Bivariate Copulas

Author: Judith Claassen | Vrije Universiteit Amsterdam

General Introduction to Copulas

A copula is a method used to describe the dependence structure between several random variables, which have been widely used in research fields, such as finance and hydrology. While some other multivariate distributions, for instance a multivariate normal, allows only for a symmetric dependence structure with univariate and multivariate marginal distributions also being normal, copulas can model the joint distribution of multiple random variables separately from their marginal distributions.

The Copula is a multivariate distribution with all univariate margins being uniform on \([0,1]\) (Joe, 2014). Sklar’s Theorem states that any multivariate joint distribution function can be decomposed into marginal distributions and a copula function that describes the dependence structure between the variables (Sklar, 1959).

Sklar’s Theorem: Let \(F\) be the joint distribution function of a multivariate random vector \((X_1, X_2, \ldots, X_n)\), with marginal distribution functions \(F_1, F_2, \ldots, F_n\) for each variable. Then, there exists a copula function \(C: [0,1]^n \rightarrow [0,1]\) such that for all \((x_1, x_2, \ldots, x_n)\) in the support of \(F\), we have:

\[ F(x_1, x_2, \ldots, x_n) = C(F_1(x_1), F_2(x_2), \ldots, F_n(x_n)), \quad \mathbf{x}\in R^n \tag{1} \]

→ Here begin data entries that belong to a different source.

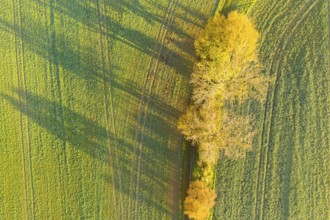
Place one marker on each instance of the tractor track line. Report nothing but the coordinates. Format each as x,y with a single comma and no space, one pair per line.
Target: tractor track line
328,4
20,114
280,47
112,105
152,82
26,109
106,109
164,19
55,84
113,124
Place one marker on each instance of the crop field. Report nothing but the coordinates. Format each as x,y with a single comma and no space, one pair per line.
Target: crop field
90,92
286,176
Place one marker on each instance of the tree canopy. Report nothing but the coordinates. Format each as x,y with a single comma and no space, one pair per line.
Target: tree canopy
199,201
227,72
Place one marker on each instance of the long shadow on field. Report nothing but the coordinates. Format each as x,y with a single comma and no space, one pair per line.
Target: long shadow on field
94,16
65,124
84,134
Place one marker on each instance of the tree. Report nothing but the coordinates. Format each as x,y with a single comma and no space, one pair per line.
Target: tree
200,201
228,70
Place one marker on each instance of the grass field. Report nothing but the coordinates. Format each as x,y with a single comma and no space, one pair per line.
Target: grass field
286,176
90,92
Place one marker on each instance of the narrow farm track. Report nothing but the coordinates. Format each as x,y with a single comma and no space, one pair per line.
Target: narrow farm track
152,74
328,4
106,110
26,110
20,113
143,105
57,95
285,39
113,124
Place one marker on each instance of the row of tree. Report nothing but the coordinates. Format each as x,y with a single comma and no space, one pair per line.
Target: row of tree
227,72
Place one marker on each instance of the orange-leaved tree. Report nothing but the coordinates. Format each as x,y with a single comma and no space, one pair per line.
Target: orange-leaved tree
200,200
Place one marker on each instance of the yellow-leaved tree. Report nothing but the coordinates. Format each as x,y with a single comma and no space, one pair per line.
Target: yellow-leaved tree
227,72
200,201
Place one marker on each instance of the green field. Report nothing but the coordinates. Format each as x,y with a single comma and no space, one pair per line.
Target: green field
90,92
286,176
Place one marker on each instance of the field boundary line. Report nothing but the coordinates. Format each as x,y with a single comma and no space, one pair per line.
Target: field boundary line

In this tutorial we will further explain bivariate copulas with the use of an example dataset

import pandas as pd
import matplotlib.pyplot as plt
import numpy as np
from vinecopulas.marginals import *
from vinecopulas.bivariate import *
from matplotlib import cm

Data

The data used as an example is the Abalone dataset from the UCI database and has also been showcased in a chapter on vine copula based modelling by Czado and Nagler (2021). The data set contains measurements on diameter, length, and several types of weight (whole, shucked, viscera and shell) of abalones, a type of marine snail. For this example, only data on the female snails are included and are loaded in below.

datapath = (
    "https://raw.githubusercontent.com/VU-IVM/vinecopula/develop/doc/sample_data.csv"
)
df = pd.read_csv(datapath)
df.head()

	whole	shuck	vis	shell	diameter	length	rings
0	0.6770	0.2565	0.1415	0.21	0.420	0.530	9
1	0.7775	0.2370	0.1415	0.33	0.415	0.530	20
2	0.7680	0.2940	0.1495	0.26	0.425	0.545	16
3	0.8945	0.3145	0.1510	0.32	0.440	0.550	19
4	0.6065	0.1940	0.1475	0.21	0.380	0.525	14

Here, we will only fit a bivariate copula to two variables, whole and shuck, which have been visualized in the following scatter plot

plt.scatter(df.whole, df.shuck)  # scatter plot
plt.xlabel("Whole")
plt.ylabel("Shuck")

Text(0, 0.5, 'Shuck')

Probability Integral Transform with Empirical CDF

In order to fit a copula to the data, the data has to be transformed into uniform margins. They can be obtained via the Probability Integral Transform (PIT). The probability integral transform states that if \(X\) is a continuous random variable with cumulative distribution function \(F_x(x)\), then the random variable \(\mathbf{u} = F_x(x)\) has a uniform distribution on the interval \((0, 1)\).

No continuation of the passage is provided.